Temelinde insan ve insan yaşantıları olan psikoloji alanında ise bilim adamları, psikoloji biliminin kurucusu kabul edilen Wundt’tan başlayarak bu konu üzerinde kafa yormuşlardır. Kimine göre din bir nevroz olarak görülürken, kimine göre ruhun vazgeçilmez gıdası gibi görülmüştür.
Erich Fromm ’a göre ise, “Bir topluluğun bireylerince paylaşılan ve o bireylere belli bir yöneliş, belli bir bağlanma amacı kazandıran her hangi bir düşünce ve eylem sistemi”ne din diyebiliriz. Fromm, bu sistemin Tanrılı veya Tanrısız olmasının da önemli olmadığını söyler.
Doğrulanamayacağı tartışma içermeyen veya doğrulanmamış, fakat doğrulanabilir önermelere iradi bir rızayla inanmayı içeren 19 din mevcuttur ve geneline göre, “insanın kendisi ve bütün kâinat üzerinde hakimiyetini kabul ettiği duyularüstü, yüce, kudret ve kuvvet sahibi bir varlık ve bu varlıkla insan arasındaki ilişkileri düzenleyen bir takım esaslarla ilgili inançların geneli, güvenmek, güvenilir olmak, emniyette olmak, inanmak kendi kendisiyle barışık olmak, içinde bir keder ya da sıkıntı hissetmeme mesajları içermesi dikkat çekmektedir.
Bu çıkarımlar sonucunda, dini inanç yahut iman tam bir tutum halini aldığında, kişiliği meydana getiren her şeyi kuşatabilen tek ruhî etken olması nedeniyle, dini inanç-dini davranış ilişkisindeki uyumsuzluklar, bireyin kendi bütünlüğü içindeki var oluşunun ifadesi ile kişilik ve benliğin temel bir unsuru olan özgüven duygusunu yok edebilir. Özgüven kaybı, kişilikte yol açacağı patolojik etkilerle, bu durumdaki kimselerin yaşamın diğer yönlerinde de olumlu tutum ve davranışlar ortaya koymalarını güçleştirir.
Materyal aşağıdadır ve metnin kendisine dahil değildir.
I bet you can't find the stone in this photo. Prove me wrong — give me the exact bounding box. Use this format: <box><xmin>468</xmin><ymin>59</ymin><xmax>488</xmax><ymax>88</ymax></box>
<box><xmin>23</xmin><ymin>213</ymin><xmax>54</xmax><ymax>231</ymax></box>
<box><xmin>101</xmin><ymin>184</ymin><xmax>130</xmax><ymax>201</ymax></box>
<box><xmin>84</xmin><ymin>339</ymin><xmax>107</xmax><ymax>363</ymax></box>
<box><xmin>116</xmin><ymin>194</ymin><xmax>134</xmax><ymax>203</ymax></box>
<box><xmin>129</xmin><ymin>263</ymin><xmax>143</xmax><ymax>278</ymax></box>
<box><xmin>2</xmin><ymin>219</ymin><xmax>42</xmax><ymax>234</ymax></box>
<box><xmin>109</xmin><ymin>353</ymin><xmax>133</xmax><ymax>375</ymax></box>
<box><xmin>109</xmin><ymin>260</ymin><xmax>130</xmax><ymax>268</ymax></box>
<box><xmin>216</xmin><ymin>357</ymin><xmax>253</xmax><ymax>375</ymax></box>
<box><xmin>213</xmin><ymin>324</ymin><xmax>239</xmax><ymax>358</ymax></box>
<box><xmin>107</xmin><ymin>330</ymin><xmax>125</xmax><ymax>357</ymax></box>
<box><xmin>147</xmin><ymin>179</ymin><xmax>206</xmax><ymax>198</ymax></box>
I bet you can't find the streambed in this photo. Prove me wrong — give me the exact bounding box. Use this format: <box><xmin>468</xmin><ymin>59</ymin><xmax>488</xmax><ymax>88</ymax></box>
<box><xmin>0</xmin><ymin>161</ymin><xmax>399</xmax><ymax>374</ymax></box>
Bundan ötürü, dinî inançlarla, bu inançların gerektirdiği dinî davranışlar arasındaki uyum problemi ve çatışmalar, insanların sadece dinî hayatlarıyla sınırlı kalmayıp, tüm yaşama etkinliklerini olumsuz etkileyecek derecede önemli bir gerginlik kaynağı ortaya çıkabilir.
Sonuç olarak, olumlu kişilik ve benlik gelişimine, daha sağlıklı bir ruh yapısına sahip olma ve kendini daha iyi gerçekleştirebilme açısından, dinî inanca sahip bireylerin, dinin subjektif ve objektif her iki yönünü de dengeli bir şekilde denemeleri önem arzetmekte, sahip olunan mantık çerçevesine tüm yönlerinin sığmayacağını da göz ardı etmemesi gerekmektedir.